What I know: the very ample condition implies
$$L(D - p - q) \subset L(D - p) \subset L(D)$$
is a strict chain of subspaces for any $p, q \in X$, which means, for example, there is a function $f$ in $L(D - p)$ not in $L(D - p - q)$. This function would satisfy the property that $ord_p(f) \geq -D(p) + 1$, but that there is some point $x$ in its support where $ord_x(f) < -D(x)$, but I am lost after that. 
I have begun to slowly get lost in the concepts over this past chapter, and would appreciate some help here. For reference, this claim is made on page 170, and is problem A on p 178.
EDIT: The embedding associated to a divisor $D$ is given by
$$\phi_D : X \to \mathbb P^n$$
where $p \to [f_0(p):...:f_n(p)]$, and the $f_i$ are a basis for $L(D)$. We also know this basis can be chosen so that $ord_p f_0(p) = -D(p)$ and $ord_p f_i(p) > -D(p)$ for all other $i$.
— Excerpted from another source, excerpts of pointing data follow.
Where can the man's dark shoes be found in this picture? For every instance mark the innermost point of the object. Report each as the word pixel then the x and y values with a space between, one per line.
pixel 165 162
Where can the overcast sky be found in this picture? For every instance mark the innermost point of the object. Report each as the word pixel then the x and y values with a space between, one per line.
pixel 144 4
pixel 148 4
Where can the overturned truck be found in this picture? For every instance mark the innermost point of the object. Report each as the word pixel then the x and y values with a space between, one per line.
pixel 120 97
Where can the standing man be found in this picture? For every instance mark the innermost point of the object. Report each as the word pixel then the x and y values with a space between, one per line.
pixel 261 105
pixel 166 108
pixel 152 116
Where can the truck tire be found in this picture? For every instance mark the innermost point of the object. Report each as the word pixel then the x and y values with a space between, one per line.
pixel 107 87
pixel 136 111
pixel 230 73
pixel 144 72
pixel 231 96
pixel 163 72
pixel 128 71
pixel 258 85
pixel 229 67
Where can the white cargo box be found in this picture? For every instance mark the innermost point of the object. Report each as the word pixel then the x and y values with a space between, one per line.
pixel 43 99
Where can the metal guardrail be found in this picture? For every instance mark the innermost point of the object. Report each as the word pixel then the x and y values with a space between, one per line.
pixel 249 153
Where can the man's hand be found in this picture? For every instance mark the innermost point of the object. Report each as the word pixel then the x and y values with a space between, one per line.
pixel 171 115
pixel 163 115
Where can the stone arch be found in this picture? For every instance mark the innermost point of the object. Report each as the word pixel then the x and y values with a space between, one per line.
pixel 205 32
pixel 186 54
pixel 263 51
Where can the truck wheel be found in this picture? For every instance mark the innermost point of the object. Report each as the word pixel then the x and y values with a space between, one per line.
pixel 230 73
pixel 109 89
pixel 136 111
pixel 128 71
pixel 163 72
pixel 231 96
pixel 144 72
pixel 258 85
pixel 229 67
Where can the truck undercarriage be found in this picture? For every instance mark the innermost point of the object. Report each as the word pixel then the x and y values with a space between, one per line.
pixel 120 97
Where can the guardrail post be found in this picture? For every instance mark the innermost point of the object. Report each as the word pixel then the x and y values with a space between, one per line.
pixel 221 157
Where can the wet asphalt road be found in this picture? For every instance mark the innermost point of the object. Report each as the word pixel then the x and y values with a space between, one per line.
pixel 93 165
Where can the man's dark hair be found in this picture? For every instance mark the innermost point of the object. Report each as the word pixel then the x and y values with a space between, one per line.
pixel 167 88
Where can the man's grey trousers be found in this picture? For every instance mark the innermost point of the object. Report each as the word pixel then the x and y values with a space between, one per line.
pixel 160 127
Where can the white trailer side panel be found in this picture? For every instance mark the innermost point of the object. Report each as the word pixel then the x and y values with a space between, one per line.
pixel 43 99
 A: My attempt at solving this :
To see it separates points first take $p,q\in X$ such that $p\neq q$, and we know that since $D$ is a very ample divisor $\phi_D$ will be injective and so there exists a function $f$ such that $f\in L(D-p)$ but not in $L(D-p-q)$ and so there exists a function $f$ such that $ord_q(f)=-D(q)$ and $ord_p(f)\geq -D(p)+1$.Now since $D$ is base-point free we know that there exists a function in $L(D)$ but not in $L(D-p)$ and so we have a function $g$ such that $ord_p(g)=-D(p)$ and $ord_q(g)\geq -D(q)$.So putting both there results together and considering the function $\frac{f}{g}$ we will have that $ord_q(\frac{f}{g})=ord_q(f)-ord_q(g)\leq 0$ and $ord_p(\frac{f}{g})=ord_p(f)-ord_p(g)\geq 1$, and so we can see that it will have a zero at the point $p$ and at $q$ it will have a pole or not a zero, hence proving that this function separates the points and notice that this function is the function field generated by the functions in $L(D)$.
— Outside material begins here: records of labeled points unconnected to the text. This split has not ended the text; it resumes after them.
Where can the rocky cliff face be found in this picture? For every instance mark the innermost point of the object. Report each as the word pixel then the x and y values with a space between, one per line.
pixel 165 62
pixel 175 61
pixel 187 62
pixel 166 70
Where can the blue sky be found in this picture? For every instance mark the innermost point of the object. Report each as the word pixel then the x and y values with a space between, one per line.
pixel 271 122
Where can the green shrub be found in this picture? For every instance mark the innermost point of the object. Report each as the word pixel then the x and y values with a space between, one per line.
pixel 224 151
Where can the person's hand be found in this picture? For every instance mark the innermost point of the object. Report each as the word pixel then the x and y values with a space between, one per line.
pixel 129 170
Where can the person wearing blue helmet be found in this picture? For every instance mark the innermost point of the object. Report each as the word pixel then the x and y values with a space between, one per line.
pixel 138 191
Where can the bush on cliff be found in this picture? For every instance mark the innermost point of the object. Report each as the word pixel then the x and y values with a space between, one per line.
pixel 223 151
And now using the criteria that $\phi_D$ has to be an embedding we show that there is a function $f_i$ that as simple zero at $p, \forall p\in X$, this is because since we have a very ample divisor it will be base point free so there will be an $f_0\in L(D)$ such that $ord_p(f_0)=-D(p)$, and since we also have that $\phi_D$ is an embedding we have there exists a function $f_1\in L(D-p)-L(D-2.p)$ and so this function will have order $-D(p)+1$ at $p$, and so with this the desired function with a pole at $p$ will be $\frac{f_0}{f_1}$, and this is the reason we are working with the field generated by the functions in $L(D)$ and not only with $L(D)$.